What’s Next, 2020, an Earthquake? For California…Maybe


You thought 2020 couldn’t get any more 2020, didn’t you? Well, you might be wrong. I know by now you’ve read the title, so you might be thinking: An earthquake? California? Right now?? You’re joking.

Unfortunately, this is not a joke. But don’t worry, there’s no reason to panic. Let’s address the facts:

On August 10 of this year, a swarm of minor earthquakes near the San Andreas Fault appeared, the first one reported at 6:33 AM and the last at 12:29 PM. This fault is expected to have a large-scale quake every 200 years or so, and the last action in the area occurred all the way back from 1680 to 1690. Within the next 30 years, an earthquake with a magnitude of 7 or higher has a 20% chance of appearing.

So, when should I start planning?

It’s impossible to predict exactly when a “Big One”, as these quakes are called, would happen. However, it’s always a good time to make a plan. According to Roland Bürgmann, a professor at the UC Berkeley Seismology Lab, there are several ways to prepare:

-Mentally prepare. Think about where to go when the quake happens. Look in your surrounding area for places you can hide under.

-Follow this method: drop, cover, and hold on. The Earthquake Country Alliance states you should “Drop where you are onto your hands and knees, cover your head and neck with one arm and hand, and hold on until shaking stops.”
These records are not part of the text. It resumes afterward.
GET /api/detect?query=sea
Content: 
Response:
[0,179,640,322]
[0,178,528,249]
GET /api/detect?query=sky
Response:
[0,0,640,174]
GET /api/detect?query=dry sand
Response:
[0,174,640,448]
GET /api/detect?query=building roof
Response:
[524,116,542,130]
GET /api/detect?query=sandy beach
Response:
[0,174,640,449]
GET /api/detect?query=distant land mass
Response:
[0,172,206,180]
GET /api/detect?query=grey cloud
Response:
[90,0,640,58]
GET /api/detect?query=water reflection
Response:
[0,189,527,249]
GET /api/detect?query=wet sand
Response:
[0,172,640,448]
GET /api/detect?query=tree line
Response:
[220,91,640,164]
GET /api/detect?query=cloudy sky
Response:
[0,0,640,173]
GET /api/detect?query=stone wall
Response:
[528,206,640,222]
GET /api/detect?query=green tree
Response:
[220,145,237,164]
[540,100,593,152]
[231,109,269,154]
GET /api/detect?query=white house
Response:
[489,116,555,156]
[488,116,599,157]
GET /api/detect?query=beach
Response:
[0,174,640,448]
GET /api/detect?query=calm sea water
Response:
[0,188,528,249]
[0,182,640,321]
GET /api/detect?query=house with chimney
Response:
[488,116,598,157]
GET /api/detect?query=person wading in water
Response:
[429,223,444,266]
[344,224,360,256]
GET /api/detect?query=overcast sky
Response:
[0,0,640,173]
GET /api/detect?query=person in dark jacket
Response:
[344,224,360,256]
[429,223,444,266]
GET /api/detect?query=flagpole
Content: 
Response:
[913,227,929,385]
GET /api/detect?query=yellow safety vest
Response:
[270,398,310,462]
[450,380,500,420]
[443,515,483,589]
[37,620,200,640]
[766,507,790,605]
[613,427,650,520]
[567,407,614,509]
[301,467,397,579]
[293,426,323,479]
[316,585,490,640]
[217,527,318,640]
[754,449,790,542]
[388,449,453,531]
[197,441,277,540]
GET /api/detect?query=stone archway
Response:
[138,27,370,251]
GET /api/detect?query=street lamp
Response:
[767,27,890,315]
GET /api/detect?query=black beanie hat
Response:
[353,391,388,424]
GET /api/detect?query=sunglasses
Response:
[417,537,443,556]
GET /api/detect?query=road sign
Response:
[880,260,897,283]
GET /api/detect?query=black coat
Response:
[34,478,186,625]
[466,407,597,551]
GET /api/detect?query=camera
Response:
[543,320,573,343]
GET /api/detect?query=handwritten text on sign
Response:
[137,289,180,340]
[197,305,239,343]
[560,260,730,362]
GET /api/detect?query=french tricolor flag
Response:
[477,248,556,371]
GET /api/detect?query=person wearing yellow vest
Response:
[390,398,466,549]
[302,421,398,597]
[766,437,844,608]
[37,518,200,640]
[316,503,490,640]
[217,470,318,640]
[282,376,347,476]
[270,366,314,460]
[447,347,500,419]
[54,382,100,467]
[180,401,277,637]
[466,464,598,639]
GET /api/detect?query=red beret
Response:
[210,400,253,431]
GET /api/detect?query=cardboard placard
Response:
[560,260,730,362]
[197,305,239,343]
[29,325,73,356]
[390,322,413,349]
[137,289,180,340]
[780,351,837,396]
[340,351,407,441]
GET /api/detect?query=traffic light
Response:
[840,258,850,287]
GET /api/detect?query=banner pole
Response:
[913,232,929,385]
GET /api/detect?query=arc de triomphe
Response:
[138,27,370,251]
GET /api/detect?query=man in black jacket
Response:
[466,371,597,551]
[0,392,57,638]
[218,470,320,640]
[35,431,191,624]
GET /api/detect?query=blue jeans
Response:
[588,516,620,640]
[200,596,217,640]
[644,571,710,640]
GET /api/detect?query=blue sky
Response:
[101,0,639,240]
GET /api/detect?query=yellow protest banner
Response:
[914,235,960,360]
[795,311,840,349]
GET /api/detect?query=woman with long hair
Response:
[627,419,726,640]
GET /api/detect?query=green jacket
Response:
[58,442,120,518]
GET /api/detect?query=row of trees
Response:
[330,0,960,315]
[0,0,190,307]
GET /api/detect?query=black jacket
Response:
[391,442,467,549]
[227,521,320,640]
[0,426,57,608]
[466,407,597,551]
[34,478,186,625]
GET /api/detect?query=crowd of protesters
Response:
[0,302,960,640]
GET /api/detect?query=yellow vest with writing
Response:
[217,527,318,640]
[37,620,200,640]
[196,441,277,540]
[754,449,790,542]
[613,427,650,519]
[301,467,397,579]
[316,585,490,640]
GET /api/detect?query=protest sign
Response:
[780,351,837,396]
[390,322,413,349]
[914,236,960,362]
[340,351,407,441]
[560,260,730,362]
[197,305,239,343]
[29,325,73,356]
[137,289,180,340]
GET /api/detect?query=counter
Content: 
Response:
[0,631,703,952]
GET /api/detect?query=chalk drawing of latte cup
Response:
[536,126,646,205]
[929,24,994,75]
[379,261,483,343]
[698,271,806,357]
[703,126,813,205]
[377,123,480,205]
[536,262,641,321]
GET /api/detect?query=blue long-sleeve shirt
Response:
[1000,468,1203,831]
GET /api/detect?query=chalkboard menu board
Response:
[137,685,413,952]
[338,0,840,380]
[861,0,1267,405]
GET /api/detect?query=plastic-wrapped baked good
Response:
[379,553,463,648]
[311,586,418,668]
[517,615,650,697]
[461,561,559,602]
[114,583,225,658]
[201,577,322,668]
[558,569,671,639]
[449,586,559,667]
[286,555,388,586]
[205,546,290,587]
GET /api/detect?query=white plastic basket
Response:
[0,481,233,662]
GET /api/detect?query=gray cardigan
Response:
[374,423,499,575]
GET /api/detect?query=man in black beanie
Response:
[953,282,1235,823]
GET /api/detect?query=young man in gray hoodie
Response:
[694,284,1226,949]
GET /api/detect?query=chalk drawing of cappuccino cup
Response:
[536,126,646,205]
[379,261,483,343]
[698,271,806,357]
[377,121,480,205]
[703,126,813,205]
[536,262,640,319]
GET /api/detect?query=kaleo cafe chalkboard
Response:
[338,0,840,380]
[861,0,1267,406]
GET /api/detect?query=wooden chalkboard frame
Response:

-Think about what you need to survive for 3 days without running water, power, and access to grocery stores. It’s important to have water, food, batteries and a plan for communication with friends and family.

A great suggestion by Professor Bürgmann is to keep a pair of shoes under your bed. Stepping on broken glass after an earthquake is a common injury, and it can be avoided by simply having a way to protect your feet.

About a year ago, an earthquake warning app for California was unveiled called MyShake. How close you are to the epicenter determines how much advance warning you will receive. If you are right by the epicenter you won’t receive any warning, but you could get up to 20 seconds to react the further you are away. It may not sound like a lot of time, but seconds make a difference, and could save a life.

We can only hope that an earthquake doesn’t come along to “shake” things up too much. But even though a quake isn’t our “fault”, not having a plan is, and we need to be as prepared as we possibly can for any possible outcome.